Out to sea: Doctoral candidate joins ocean expedition in the far north
Halima Ibrahim seeks to shed light on how ocean dynamics can affect climate change
A doctoral candidate in geological sciences, Halima Ibrahim is headed out to sea — to the Reykjanes Ridge near Iceland and Greenland, to be exact.
It’s a long way from her native Nigeria, where she earned bachelor’s and master’s degrees in geology before coming to Binghamton.
“Throughout my academic journey, I developed a strong passion for addressing the pressing challenges of the 21st century, particularly in relation to the future impacts of anthropogenic global climate change and the mitigation of environmental hazards,” she said.
She decided to pursue her doctorate in the United States for access to cutting-edge research related to climate change. Looking for a program, she discovered research by Binghamton University Assistant Professor of Earth Sciences Molly Patterson that intrigued her and reached out via email; their discussions drew her to Binghamton, where Patterson is now her mentor.
Patterson introduced Ibrahim to the International Ocean Discovery Program (IODP) research expedition as a potential good fit, based on her background and research interests. She read up on IODP Expedition 400, which focused on the Greenland Ice Sheet.
“I was captivated by the potential for groundbreaking research and knew immediately that I wanted to be part of such a significant scientific endeavor,” Ibrahim said.
While her application for Expedition 400 wasn’t successful, she persisted, applying to three more that aligned with her research interests. Expedition 395, which runs from June 13 through August 12, took her on board.
While IDOP is an international program, Nigeria isn’t among the participating countries, Patterson noted. As an international student at Binghamton, Ibrahim is sailing under the banner of the United States Science Support Program.
The expedition site is located above one of the largest plume-ridge systems on the planet, where large amounts of hot material rise up from deep within the Earth’s mantle. This plume is thought to pulse every 3 to 8 million years, causing the Iceland-Faroe Ridge and the Denmark Strait to go up and down by hundreds of meters.
These height changes regulate the flow of cold water from the depths of the Norwegian Sea north of Iceland into the northern Atlantic Ocean. As a result, they help redistribute heat, which in turn has a significant impact on regional climate patterns, Ibrahim explained.
As a ship-based sedimentologist, Ibrahim will be responsible for carefully examining and then creating detailed descriptions of sediment cores obtained from drilling the ocean floor. On board, she will participate in shipboard science meetings and may also be assigned to hands-on core-sampling duties. She will also contribute to the expedition’s scientific reports, which document discoveries on the trip for the larger scientific community.
“The sediments that will be recovered during this expedition hold valuable information about the oceanic conditions influenced by the nearby deep-water gateways,” she said.

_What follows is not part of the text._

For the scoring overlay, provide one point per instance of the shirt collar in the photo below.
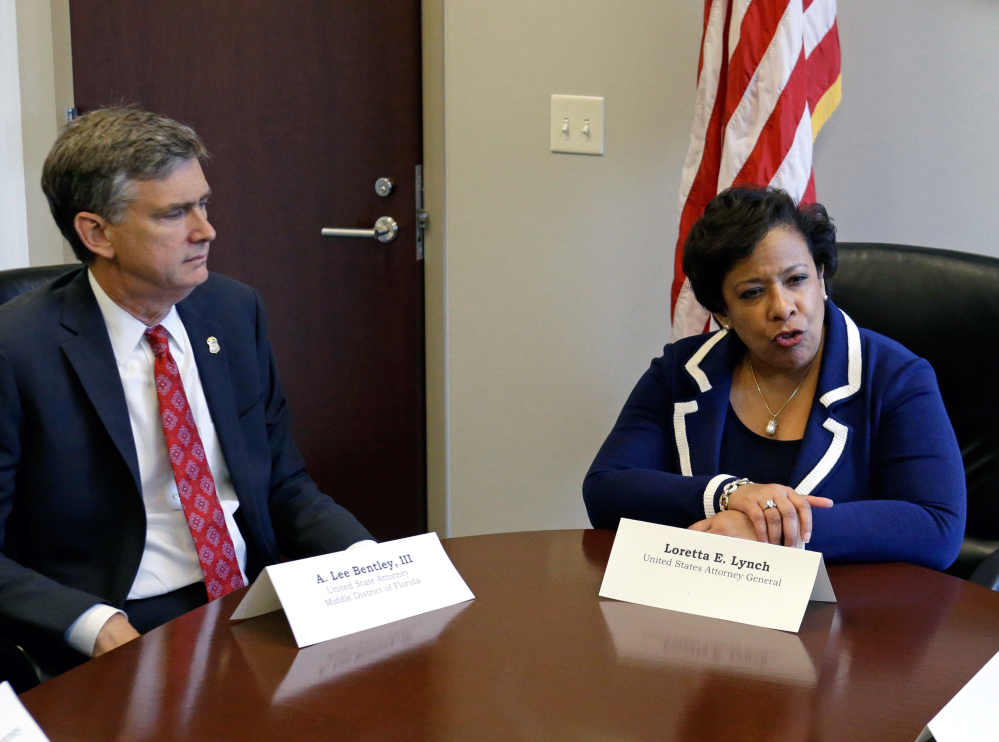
(126, 332)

Ibrahim’s research explores the interaction between ice, ocean and climate dynamics in the Northern Hemisphere and the circulation of deep water in the north Atlantic Ocean. The goal: to see if the behavior of these factors has changed in response to climactic shifts and tectonic conditions.
To that end, she will compare results from this expedition with the records from the Antarctic ice margin during Expedition 374. By looking at findings from both polar regions, she hopes to shed light on the diverse mechanisms behind climate change.

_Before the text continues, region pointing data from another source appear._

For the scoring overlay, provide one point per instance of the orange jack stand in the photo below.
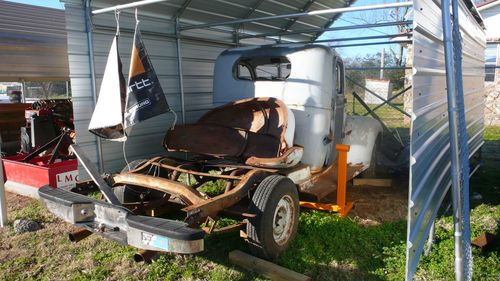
(342, 206)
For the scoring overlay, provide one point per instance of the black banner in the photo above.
(145, 97)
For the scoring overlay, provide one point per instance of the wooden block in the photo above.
(265, 268)
(372, 182)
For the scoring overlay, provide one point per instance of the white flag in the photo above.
(107, 119)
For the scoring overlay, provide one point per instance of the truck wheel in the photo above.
(276, 204)
(130, 193)
(372, 171)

“This research carries immense importance as it contributes to our ability to accurately predict climate change, understand sea level rise, decipher climate variability and comprehend ecosystem responses,” she said. “Such knowledge is indispensable in the development of effective mitigation and adaptation strategies to address the impacts of climate change and ensure the long-term sustainability of our planet.”
Patterson said that she is thrilled to see Ibrahim participate on the expedition.
“It is going to be exciting to see what records come from this expedition and how they help the scientific community advance our understanding of fundamental processes that help regulate Earth’s climate, especially for us here in the Northern Hemisphere,” she said. “Halima is extremely hardworking and thoughtful so I know she will contribute significantly toward meeting the expeditions’ research objectives and make lasting relationships with members of the international science community that will also be onboard and working on the expedition material from shore.”